Trifluoromethanesulfonic acid-11-benzyl-11-azepine-three ring [7.3.1.0 ^2,7] tridecane-2 (7), 3,5-triolefin-5-base ester;

5-(4-trifluoromethyl-phenyl)-11-azepine-three ring [7.3.1.0 ^2,7] tridecane-2 (7), 3, the 5-triolefin;

5-(4-methoxyl group-phenyl)-11-azepine-three ring [7.3.1.0 ^2,7] tridecane-2 (7), 3, the 5-triolefin;

11-azepine-three ring [7.3.1.0 ^2,7] tridecane-2 (7), 3,5-triolefin-5-carboxylate methyl ester;

2-(11-azepine-three ring [7.3.1.0 ^2,7] tridecane-2 (7), 3,5-triolefin-5-yl)-propan-2-ol;

5-pyridin-3-yl-11-azepine-three ring [7.3.1.0 ^2,7] tridecane-2 (7), 3, the 5-triolefin;

With acceptable salt of their pharmacy and optical isomer.

11. according to the process of claim 1 wherein that the nAChR agonist is the chemical compound of formula III:

X wherein ³Be:

a)-CH ₂NR ³¹R ³²，

b)

Or

c)

R wherein ³⁰, R ³¹And R ³²Be independently selected from hydrogen and C ₁-C ₆Alkyl;

R ³³Be selected from hydrogen, halogen and C ₁-C ₆Alkyl;

V is 0 to 4 integer; With

N is 0 to 2 integer;

With the acceptable salt of their pharmacy.

12. according to the process of claim 1 wherein that the nAChR agonist is a partial agonist.

13. according to the process of claim 1 wherein that the nAChR agonist is a full agonist.

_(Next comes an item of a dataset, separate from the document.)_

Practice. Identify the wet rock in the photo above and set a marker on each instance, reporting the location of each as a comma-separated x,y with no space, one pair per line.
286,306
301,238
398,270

14. the purposes of nAChR agonist in the medicine of preparation treatment restless legs syndrome (RLS).

15. be selected from the purposes of nAChR agonist in the medicine of preparation treatment restless legs syndrome (RLS) of chemical compound or their the acceptable salt of pharmacy of formula I, II, III, IV, V and VI.